We believe this can be addressed by using a different hash for transaction tracking purposes. While the network will continue to use the current hash for the purpose of inclusion in each block's Merkle Tree, the new hash's purpose will be to track a given transaction and can be computed and indexed by hashing the exact signed string via SHA256 (in the same way transactions are currently hashed).
This new transaction hash will allow signing parties to keep track of any transaction they have signed and can easily be computed, even for past transactions.
Got that? It's all so simple. The thingamabob is not interfacing with the doo-dad, causing a reaction in the gazornonplex.
Another site clarifies the issue.
Oh there is a "problem" in the Bitcoin protocol, known since at least 2011 (see the link I gave). But for normal applications, not involving unconfirmed transactions, it shouldn't cause any severe problems because wallets can handle it locally. http://siliconangle.com/blog/2014/02/10/mtgox-blames-troubles-on-the-bitcoin-protocol-core-developers-beg-to-differ/
Basically, third parties can change the transaction IDs of transactions. This means what wallet software must be written to accommodate that and still recognize them when that happens.
What the press release talks about is adding a second kind of transaction ID, which is robust against changes, which would be helpful for tech support purposes. Though it doesn't resolve all of the issues that being able to modify transactions presents.

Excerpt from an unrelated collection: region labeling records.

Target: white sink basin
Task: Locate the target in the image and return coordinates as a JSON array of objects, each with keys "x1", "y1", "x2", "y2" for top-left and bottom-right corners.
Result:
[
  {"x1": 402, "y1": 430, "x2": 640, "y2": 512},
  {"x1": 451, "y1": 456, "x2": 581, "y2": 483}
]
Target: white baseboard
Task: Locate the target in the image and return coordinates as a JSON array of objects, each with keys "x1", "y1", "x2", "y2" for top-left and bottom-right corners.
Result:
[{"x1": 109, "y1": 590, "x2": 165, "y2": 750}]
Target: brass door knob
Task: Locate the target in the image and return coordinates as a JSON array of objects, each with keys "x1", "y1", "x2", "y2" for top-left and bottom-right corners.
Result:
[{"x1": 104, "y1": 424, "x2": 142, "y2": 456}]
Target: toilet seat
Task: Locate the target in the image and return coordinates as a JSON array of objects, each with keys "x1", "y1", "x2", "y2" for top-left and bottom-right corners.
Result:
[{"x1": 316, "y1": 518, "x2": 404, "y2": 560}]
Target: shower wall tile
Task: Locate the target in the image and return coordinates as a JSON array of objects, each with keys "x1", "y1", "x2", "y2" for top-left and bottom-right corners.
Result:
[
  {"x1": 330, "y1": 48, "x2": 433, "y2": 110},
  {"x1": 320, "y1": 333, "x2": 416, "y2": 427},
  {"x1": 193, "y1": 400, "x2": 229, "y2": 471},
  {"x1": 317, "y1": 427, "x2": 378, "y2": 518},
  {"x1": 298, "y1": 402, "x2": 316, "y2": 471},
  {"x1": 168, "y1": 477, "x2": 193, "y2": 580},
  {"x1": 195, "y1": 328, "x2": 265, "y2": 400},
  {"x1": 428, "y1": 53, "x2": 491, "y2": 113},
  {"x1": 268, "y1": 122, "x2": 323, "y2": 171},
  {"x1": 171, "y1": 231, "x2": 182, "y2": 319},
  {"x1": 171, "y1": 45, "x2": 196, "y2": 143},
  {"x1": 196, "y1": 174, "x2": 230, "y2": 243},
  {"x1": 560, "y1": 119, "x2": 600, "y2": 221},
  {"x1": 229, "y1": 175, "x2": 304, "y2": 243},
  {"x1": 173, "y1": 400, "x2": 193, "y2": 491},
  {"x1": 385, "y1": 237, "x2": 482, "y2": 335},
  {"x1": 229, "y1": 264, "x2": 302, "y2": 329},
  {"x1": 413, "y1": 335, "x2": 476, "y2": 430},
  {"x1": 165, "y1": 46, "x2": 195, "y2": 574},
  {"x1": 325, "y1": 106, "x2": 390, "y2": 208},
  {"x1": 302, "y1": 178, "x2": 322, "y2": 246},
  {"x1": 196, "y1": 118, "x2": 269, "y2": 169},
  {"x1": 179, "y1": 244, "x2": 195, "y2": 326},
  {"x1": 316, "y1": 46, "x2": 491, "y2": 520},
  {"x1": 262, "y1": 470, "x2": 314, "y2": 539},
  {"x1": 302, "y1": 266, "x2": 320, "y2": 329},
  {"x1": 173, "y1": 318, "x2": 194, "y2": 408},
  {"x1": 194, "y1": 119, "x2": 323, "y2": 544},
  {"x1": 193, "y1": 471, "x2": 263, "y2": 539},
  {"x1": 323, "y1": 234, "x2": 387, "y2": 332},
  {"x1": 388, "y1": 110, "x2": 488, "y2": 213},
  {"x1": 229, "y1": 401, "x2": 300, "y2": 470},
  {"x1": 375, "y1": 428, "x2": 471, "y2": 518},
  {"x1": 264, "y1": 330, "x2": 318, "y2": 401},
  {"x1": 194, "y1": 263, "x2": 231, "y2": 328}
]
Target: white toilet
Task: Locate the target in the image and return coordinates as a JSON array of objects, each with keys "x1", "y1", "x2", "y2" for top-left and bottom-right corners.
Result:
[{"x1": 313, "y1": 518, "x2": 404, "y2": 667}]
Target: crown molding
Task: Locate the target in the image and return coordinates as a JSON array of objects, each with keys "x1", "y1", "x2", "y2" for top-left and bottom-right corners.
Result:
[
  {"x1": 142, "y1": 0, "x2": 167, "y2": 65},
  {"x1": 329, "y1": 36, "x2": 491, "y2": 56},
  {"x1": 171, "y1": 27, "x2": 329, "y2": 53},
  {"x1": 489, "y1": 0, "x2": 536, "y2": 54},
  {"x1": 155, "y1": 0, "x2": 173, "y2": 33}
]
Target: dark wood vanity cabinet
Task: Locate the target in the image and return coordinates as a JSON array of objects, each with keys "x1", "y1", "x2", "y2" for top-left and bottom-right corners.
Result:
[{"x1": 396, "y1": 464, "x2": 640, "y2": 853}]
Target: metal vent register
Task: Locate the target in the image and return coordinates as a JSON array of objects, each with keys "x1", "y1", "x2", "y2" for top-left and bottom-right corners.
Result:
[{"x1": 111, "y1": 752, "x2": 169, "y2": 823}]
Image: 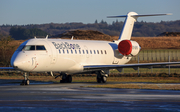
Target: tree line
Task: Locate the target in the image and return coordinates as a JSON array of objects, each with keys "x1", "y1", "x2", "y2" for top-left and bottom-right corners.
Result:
[{"x1": 0, "y1": 20, "x2": 180, "y2": 40}]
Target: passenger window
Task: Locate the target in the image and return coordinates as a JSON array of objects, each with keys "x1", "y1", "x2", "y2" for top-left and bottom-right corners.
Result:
[
  {"x1": 36, "y1": 45, "x2": 46, "y2": 50},
  {"x1": 104, "y1": 50, "x2": 107, "y2": 54}
]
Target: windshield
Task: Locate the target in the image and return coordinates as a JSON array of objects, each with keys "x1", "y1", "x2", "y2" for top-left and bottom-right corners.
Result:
[{"x1": 22, "y1": 45, "x2": 46, "y2": 51}]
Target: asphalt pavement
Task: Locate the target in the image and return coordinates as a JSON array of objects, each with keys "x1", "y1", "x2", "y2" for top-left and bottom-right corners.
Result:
[{"x1": 0, "y1": 80, "x2": 180, "y2": 112}]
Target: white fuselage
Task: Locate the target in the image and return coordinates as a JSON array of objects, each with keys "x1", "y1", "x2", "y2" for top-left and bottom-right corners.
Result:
[{"x1": 11, "y1": 39, "x2": 131, "y2": 73}]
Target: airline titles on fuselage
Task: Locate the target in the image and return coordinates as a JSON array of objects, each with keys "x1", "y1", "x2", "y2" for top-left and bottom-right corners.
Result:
[{"x1": 52, "y1": 42, "x2": 81, "y2": 49}]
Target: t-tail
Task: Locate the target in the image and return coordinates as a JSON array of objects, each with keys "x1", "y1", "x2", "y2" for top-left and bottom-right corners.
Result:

Aunt Iris, who got into this because her nephew, age 19, told her this was all scientifically validated, understands none of this. Neither does her nephew. What she can understand is this. What she paid $1,000 (or $1200) for is now worth $481.
REAL MONEY VS. BITCOINS
Money has the same purchasing power at point A and point B. That is why it is money. If you wire money from Bank A to Bank B, the same amount of money arrives in Bank B that left Bank A. This is not true of bitcoins. You cannot transfer bitcoons at Mt. Gox to another exchange. That is why bitcoins are not money. They are not currency. They are crap-shoot investments based on the greater fool theory. They are a plaything of techies who do not understand monetary theory, and amateurs who understand neither monetary theory nor technology. All of them have faith in this experiment.
This is the world's replacement currency. The dollar is doomed. The euro is doomed. The techies say so. It must be true.
Money is not volatile. Bitcoins are incredibly volatile.
As a way to transfer money, fine. But bitcoins are not money. Until they become money, they are a way not to transfer money, as investors using MtGox have discovered.
Digits can be traced: going in and coming out. Never forget this.
Going in is easy. Coming out is more difficult, as Mt. Gox clients have learned.